Apparently having failed to learn the lesson of her party being trounced in the polls by Nigel Farage’s Brexit Party, British Prime Minister Theresa May has further distanced herself from the British public by setting the process in motion for a second referendum.

Making her pitch to Parliament Tuesday afternoon to pass her thrice-rejected Withdrawal Agreement when it is put before the house for a fourth time next month, embattled British Prime Minister offered a second referendum as a bribe to buy votes from her political colleagues.

Among ardent remainers who do not intend to see the results of the first Brexit referendum honoured, a second vote is the preferred method of choice to overturn the original decision and see Brexit cancelled for good. Former Prime Minister Tony Blair has been calling for a second referendum to cancel the first since 2016.

Speaking in Westminster, the Prime Minister said:

I have also listened carefully for those who have argued for a second referendum. I have made my own view on this clear many times. I do not believe this is a route we should take because I think we should be implementing the result of the first referendum, not asking the British people to vote in a second one.

But I recognise the genuine and sincere strength of feeling across the House on this important issue. The government will, therefore, include in the withdrawal agreement bill at introduction a requirement to vote on whether to hold a second referendum, and this must take place before the withdrawal agreement can be ratified. And if the House of Commons were to vote for a referendum, it would be requiring the government to make provisions for such a referendum including legislation if it wanted to ratify a withdrawal agreement.

So to those MPs who want a second referendum to confirm the deal, you need a deal and therefore a withdrawal agreement bill to make it happen.
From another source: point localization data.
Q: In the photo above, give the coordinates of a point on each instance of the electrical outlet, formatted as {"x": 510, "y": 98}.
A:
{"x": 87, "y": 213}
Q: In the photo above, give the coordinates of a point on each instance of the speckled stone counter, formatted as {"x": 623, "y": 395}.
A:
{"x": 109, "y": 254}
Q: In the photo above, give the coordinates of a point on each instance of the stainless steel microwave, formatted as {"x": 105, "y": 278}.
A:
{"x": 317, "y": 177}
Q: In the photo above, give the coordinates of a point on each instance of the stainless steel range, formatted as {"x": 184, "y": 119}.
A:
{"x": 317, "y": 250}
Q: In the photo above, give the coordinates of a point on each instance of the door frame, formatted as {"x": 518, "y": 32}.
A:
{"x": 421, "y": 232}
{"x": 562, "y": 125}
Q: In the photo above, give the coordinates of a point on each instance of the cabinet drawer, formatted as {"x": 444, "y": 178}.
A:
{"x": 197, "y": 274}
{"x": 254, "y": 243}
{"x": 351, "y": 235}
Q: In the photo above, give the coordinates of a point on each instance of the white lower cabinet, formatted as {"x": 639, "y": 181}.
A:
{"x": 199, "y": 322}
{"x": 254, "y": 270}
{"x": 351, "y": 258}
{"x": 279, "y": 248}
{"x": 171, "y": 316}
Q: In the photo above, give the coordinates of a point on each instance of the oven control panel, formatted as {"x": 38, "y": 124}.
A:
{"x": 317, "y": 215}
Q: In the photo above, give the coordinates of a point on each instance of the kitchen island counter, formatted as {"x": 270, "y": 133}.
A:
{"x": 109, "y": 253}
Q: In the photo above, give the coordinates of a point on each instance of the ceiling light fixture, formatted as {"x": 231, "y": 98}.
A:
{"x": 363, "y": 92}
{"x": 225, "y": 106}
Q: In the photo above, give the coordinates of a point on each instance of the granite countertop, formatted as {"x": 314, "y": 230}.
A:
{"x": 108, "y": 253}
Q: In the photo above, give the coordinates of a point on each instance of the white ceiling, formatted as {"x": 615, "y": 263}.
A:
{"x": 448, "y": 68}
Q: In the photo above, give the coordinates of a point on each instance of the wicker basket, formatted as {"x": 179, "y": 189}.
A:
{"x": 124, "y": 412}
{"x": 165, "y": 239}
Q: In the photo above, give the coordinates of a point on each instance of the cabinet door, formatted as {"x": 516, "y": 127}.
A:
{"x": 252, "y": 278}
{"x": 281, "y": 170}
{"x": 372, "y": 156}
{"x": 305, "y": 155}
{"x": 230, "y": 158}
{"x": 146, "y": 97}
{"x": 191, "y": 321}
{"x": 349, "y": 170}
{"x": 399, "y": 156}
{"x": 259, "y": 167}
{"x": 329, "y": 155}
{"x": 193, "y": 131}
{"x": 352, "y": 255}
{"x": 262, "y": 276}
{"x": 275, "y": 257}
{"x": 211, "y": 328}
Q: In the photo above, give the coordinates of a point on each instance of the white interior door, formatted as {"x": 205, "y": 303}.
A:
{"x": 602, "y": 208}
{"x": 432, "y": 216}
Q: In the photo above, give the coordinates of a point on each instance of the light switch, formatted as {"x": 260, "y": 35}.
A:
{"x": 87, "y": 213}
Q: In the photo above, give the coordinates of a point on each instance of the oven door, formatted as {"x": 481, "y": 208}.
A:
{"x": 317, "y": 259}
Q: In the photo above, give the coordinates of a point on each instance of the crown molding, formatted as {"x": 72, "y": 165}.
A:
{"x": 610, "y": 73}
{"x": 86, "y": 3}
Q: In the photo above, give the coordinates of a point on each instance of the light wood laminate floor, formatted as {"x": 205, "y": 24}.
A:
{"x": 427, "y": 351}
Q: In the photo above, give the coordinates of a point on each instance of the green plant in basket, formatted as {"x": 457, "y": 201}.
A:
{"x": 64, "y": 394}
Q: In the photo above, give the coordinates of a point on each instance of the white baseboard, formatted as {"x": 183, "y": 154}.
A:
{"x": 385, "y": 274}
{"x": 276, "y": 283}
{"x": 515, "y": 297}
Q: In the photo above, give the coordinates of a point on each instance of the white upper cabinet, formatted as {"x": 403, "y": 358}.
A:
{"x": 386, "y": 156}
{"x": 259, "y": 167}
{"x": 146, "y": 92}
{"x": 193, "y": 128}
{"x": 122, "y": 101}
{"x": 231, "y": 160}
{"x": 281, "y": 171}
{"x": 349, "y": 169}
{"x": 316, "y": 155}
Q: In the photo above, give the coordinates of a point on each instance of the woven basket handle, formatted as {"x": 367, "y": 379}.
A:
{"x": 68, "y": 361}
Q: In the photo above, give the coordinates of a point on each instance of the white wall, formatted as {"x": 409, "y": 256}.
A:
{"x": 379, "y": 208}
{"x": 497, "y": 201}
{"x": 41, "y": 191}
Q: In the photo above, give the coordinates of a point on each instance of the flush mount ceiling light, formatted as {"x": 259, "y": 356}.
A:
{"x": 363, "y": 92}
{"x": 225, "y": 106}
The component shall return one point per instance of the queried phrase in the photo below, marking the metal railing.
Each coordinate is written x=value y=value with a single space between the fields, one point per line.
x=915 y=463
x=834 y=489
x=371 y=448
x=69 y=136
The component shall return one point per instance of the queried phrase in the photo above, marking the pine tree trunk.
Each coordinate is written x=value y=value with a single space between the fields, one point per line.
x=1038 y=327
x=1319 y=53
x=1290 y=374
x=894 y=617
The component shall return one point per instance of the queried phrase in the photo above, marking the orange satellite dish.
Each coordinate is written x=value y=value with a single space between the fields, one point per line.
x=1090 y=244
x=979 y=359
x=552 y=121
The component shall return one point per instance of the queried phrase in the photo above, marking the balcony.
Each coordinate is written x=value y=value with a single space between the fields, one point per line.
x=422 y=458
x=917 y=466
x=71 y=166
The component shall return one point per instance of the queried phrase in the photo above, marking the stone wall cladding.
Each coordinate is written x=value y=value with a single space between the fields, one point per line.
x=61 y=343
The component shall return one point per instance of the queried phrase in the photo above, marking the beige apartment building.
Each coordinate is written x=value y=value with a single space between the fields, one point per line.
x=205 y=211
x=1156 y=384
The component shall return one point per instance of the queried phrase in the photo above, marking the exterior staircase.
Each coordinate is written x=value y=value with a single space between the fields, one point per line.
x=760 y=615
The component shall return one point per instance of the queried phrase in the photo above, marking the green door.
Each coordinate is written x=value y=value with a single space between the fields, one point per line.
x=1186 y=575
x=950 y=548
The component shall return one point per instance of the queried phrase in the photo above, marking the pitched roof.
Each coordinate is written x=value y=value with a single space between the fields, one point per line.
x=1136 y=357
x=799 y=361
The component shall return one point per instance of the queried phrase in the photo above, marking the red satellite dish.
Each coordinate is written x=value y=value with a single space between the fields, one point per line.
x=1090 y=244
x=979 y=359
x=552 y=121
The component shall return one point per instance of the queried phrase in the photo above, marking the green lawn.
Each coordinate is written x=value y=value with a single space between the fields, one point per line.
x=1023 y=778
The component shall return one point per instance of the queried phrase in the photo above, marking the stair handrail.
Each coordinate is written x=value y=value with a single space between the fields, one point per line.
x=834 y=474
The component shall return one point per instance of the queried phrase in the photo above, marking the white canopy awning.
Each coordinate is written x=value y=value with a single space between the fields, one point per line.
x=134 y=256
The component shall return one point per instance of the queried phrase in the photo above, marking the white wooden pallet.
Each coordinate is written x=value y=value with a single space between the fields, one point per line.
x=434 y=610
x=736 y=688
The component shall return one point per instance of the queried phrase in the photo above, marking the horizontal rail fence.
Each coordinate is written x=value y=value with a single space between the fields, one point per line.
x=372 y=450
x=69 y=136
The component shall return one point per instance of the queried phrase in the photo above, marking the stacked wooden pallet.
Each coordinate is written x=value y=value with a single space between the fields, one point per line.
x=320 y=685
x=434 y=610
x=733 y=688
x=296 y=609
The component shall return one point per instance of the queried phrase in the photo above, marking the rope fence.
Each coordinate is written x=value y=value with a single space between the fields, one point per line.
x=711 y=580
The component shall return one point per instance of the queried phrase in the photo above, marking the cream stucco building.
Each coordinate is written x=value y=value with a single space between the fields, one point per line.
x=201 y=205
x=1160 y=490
So let it have its second reading, and then make your case to Parliament.

While May’s comments merely open the way for Parliament to vote on whether to have a second referendum, the political arithmetic in an overwhelmingly pro-EU House of Commons is such that if given the opportunity, Parliament will almost certainly impose a second referendum on the country. The offer breaks PM May’s previous comments that a second referendum would “break faith with the British people”, and would “irreparable damage” to faith in democracy.

British voters were told their decision in the 2016 referendum, whichever way they voted, would be final and enacted by the government.

May’s move towards a softer yet approach to Brexit and giving aid to pro-remain wreckers who would see the largest democratic exercise in British history overturned, seems to reveal a significant disconnect between the United Kingdom’s political leadership and the voting public. The latest polling shows the British public willing to back the newly formed Brexit Party, which is campaigning solely on taking the United Kingdom out of the European Union without a deal, exiting on World Trade Organisation terms.

Breitbart London reported this month on polling for Thursday’s national election to select Members of the European Parliament, when the Brexit Party came first with 35 per cent. Theresa May’s soft Brexit Conservatives polled just nine per cent, putting them in fifth place. Even polling for the yet to be announced general election is grim reading for May, where despite a longstanding habit of voters shifting back towards mainstream parties for Westminster, the Brexit Party is still polling ahead of the Conservatives.